My Software Estimation Process
You got your chocolate in my peanut butter! No, you got your peanut butter in my chocolate!
Introduction
Inspired by my friend Kevin @ HackerOverflow, I thought I would describe the estimation process I use, and what I recommend to the people who work with me.
It is a process with three parts:
Break the work down into more-or-less independent tasks/stories. This should be a collaborative process, so everyone feels like they understand what the task or story accomplishes. It is not necessarily important for the group members to know exactly how to implement the task, just that they know what needs to be done.
“More or less independent” essentially means “a task that may require certain other tasks to be done first, but generally does not have any dependencies on other tasks that might be in-process at the same time.”
In general, if you do find that you have a task that is entangled with, and needs to be done at the time as another task, in reality, that should probably be thought of as one somewhat larger task.
For each task, gather independent time estimates from each member of the group. Capture all of those estimates for the next step. Note: these need to be good faith estimates. If the team members are being deliberately difficult, this approach won’t work.
“independent estimates” means that the members are estimating without feedback or “anchoring” from other members. Ideally this means that they all generate their estimates at the same time. However, as long as they don’t discuss the estimates before they make them, it’s ok for them to happen at arbitrary times.
This is a simplified approach to the Delphi Method of estimating.
This approach is similar to Planning Poker, which is well-described in the book: Agile Estimating and Planning by Mike Cohn. Note that we do not attempt to get consensus from the team members. (In fact, we want to avoid consensus at this point)
Here’s an example of a task list
For each task, identify the lowest estimate, the highest estimate, and calculate the average of all of the estimates.
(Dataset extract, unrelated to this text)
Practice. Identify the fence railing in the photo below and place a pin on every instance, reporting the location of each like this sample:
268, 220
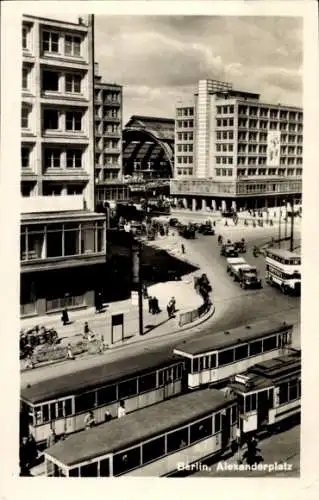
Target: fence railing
190, 316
Use these as the inputs to a Monte Carlo simulation of the project
For more information on Monte Carlo simulations, read Waltzing With Bears, by DeMarco & Lister.
In the years since that book was written, there are lots of online tools that can accept your inputs and generate simulations from them.
There are also lots of articles about how you can use Excel to do this, so you don’t even need a dedicated tool.
The output of this process should be modelled as a histogram, representing the results for the thousands of simulations. Most of the tools will generate a histogram for you. Identify the time value <X> that is at the 80% level (i.e. the value where 80% of the other estimates are below it, and 20% are above it)
Example Histogram:
Note: Various tools will calculate the 80% for you, but as a general rule of thumb, it will be halfway down the downslope on the right hand side, so roughly 3350 in this diagram.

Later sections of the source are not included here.